Мы не кляли тогда свою судьбу
И у палатки с деловою рожей
Еврею старому свинцовую трубу,
Набив песком, сбывали подороже…
Сюжет ночной. Тебя колотит дрожь.
И храбрый ты и, как сурок, трусливый:
Решился на отчаянный "грабеж" -
Ползешь к дядь Яше за незрелой сливой…
А вот у школы маешься с тоски.
День длинный-длинный, и конца не видно:
Два дня всей школой ждали пирожки,
Нам обещали вкусные, с "павидлой"…
Морозом грязь сковало. Как паркет
Была б она, да, жаль, полно колдобин.
В одной руке — "подушечек" пакет,
В другой — буханка. Запах бесподобен.
Ну как же, школьный выдали паек:
Хворал — скопилась норма за неделю.
От радости сердечко ек да ек -
Вот дома похвалюсь, на всех разделим.
Шел да мечтал. А как заметил — жуть! —
В руке осталась тонкая горбушка…
(как многое нам хочется вернуть
и повторить, но чтоб без малодушья!).
И без конца играли мы в войну,
Из медных трубок гнули самопалы
И, походить желая на шпану,
Блатным старались щегольнуть вокалом.
И воры были, что теперь скрывать.
За счет войны судья не делал скидки.
И не одна у нас рыдала мать:
И муж погиб, и сына нет, в отсидке…
И все-таки была она сильна,
Та улица, простая работяга.
Я в доказательство одно скажу хотя бы:
Моей судьбой продолжена она…
И в день сегодняшний, в судеб лихой черед
Нет-нет, да оглянись с пригорка,
Не забывай, как вытянул народ
На жмыхе, на очистках да на корках…
Качнулся шар земной в двадцатый век,
Сместились вдруг планеты и созвездья.
Вернула нам война двух-трех калек.
Кем восстановилось равновесье?
Не вздыбилась булыжная война,
Шла Пролетарская, беду свою сжимая.
Как будто тризну правила она,
Садами побелев в победном мае.
А на "железке" гукали гудки,
Кричали работяги-паровозы.
Шла смена на завод — мои годки
Шли, по-отцовски разжигая папиросы…
ЧАСТЬ ТРЕТЬЯ.
ПОСЛЕ
ЗДРАВСТВУЙ, ШКОЛА!
Осенью победного года я должен был пойти в первый класс. А зачем? Я умею читать! Читал все подряд: мамины довоенные учебники из серии "Школа взрослых", какие-то детские и недетские книжки. А считать ты умеешь? Умею: раз, два, три, четыре, пять, вышел зайчик погулять. А сколько будет пятью-пять? Чево это? У, грамотей, арифметики не знаешь. Будешь учиться в одной школе с Лидой. Я представил себе, как шагаю рядом с сестрой, в одной руке — золотые мне обещанные шары, в другой — портфель: значит, почти как взрослый, и это мне понравилось.
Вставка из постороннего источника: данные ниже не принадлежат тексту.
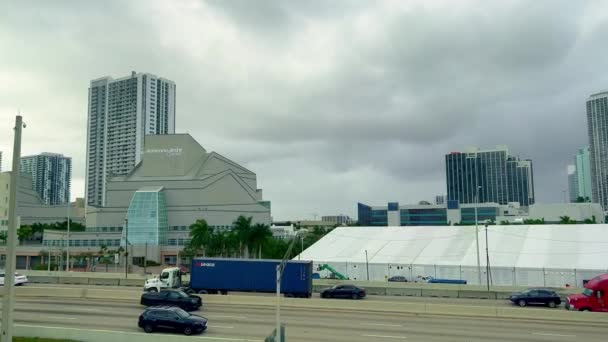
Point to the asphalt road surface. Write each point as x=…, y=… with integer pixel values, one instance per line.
x=253, y=323
x=434, y=300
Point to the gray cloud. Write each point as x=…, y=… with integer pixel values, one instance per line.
x=329, y=102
Первого сентября 1945 года, за два дня до Победы над Японией и окончания Второй мировой войны мои фантазии стали былью. Я стоял во дворе Перовской начальной школы N8 в рядах будущих одноклассников с золотыми шарами и портфелем в руках перед духовым оркестром восторженный, удивленный и взволнованный. Слушал непонятные речи инспектора гороно, директора школы Филиппа Гавриловича, дивился его наряду: серые галифе и гимнастерка без воротничка, черные сапоги, тонкий ремень с чеканкой, и ничего не понимал.
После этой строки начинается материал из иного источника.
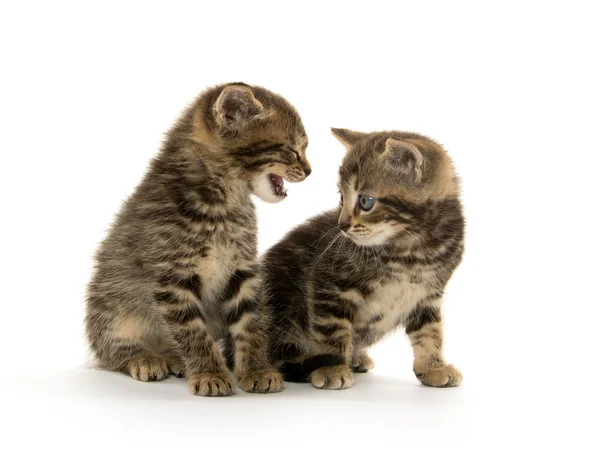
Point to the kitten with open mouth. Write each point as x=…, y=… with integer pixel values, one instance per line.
x=277, y=184
x=269, y=187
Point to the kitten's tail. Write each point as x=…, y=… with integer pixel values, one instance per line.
x=302, y=370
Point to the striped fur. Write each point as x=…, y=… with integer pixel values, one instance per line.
x=177, y=273
x=340, y=282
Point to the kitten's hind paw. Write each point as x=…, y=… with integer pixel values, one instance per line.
x=445, y=376
x=211, y=385
x=332, y=377
x=148, y=368
x=261, y=382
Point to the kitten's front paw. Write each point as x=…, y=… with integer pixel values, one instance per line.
x=445, y=376
x=261, y=382
x=148, y=368
x=363, y=364
x=333, y=377
x=211, y=385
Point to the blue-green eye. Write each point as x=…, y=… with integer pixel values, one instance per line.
x=366, y=202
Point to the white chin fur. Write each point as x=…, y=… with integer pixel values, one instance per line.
x=262, y=188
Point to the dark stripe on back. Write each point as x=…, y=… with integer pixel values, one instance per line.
x=235, y=283
x=420, y=316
А потом учительница Вера Георгиевна Токман повела нас парами в двухэтажное бревенчатое здание школы. Мы взошли на крыльцо, перешагнули порог и окунулись в свежие запахи масляной краски, протопали по коридору и оказались в классе. Все блестело и пахло ремонтом (победный год как-никак!).
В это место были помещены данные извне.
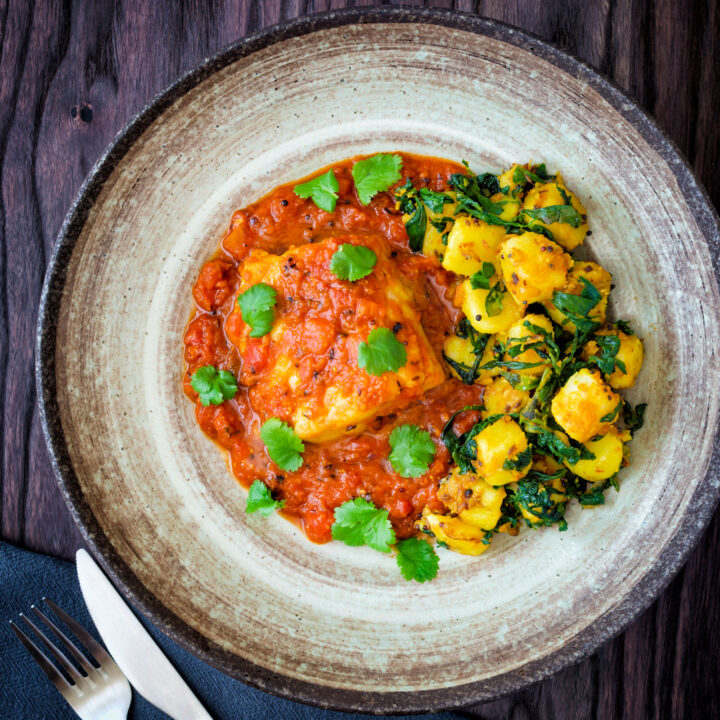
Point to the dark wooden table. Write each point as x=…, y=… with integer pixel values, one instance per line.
x=73, y=73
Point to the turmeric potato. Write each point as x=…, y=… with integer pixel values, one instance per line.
x=533, y=267
x=608, y=451
x=597, y=276
x=470, y=243
x=556, y=193
x=499, y=446
x=586, y=405
x=502, y=398
x=520, y=335
x=474, y=304
x=630, y=354
x=472, y=498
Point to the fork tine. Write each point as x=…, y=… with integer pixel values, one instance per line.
x=93, y=646
x=55, y=677
x=82, y=660
x=69, y=668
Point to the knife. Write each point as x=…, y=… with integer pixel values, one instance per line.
x=132, y=648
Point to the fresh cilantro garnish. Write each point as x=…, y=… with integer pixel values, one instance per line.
x=260, y=500
x=566, y=214
x=359, y=522
x=412, y=450
x=322, y=189
x=521, y=460
x=417, y=559
x=382, y=352
x=605, y=359
x=213, y=385
x=375, y=174
x=352, y=262
x=577, y=307
x=282, y=443
x=257, y=306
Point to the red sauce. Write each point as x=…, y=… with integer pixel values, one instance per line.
x=350, y=467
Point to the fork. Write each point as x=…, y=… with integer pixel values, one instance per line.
x=96, y=693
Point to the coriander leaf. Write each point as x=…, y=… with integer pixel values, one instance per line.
x=417, y=559
x=493, y=301
x=283, y=444
x=358, y=522
x=412, y=450
x=213, y=386
x=566, y=214
x=257, y=307
x=521, y=460
x=352, y=262
x=382, y=352
x=634, y=417
x=434, y=200
x=375, y=174
x=481, y=279
x=260, y=500
x=322, y=189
Нас рассадили по местам. Вера Георгиевна сначала представилась, потом начала вызывать нас пофамильно, обязывая вставать по очереди и не стучать крышкой парты, не хлопать ею при посадке. Парты оказались замечательные, не то что нынешние: наклонные, с откидными крышками для каждого ученика, с отверстиями под чернильницы-непроливайки и желобками для ручек, нишами под портфели и сумки. Скамейки соединены с партой — не сдвинешь, и со спинками.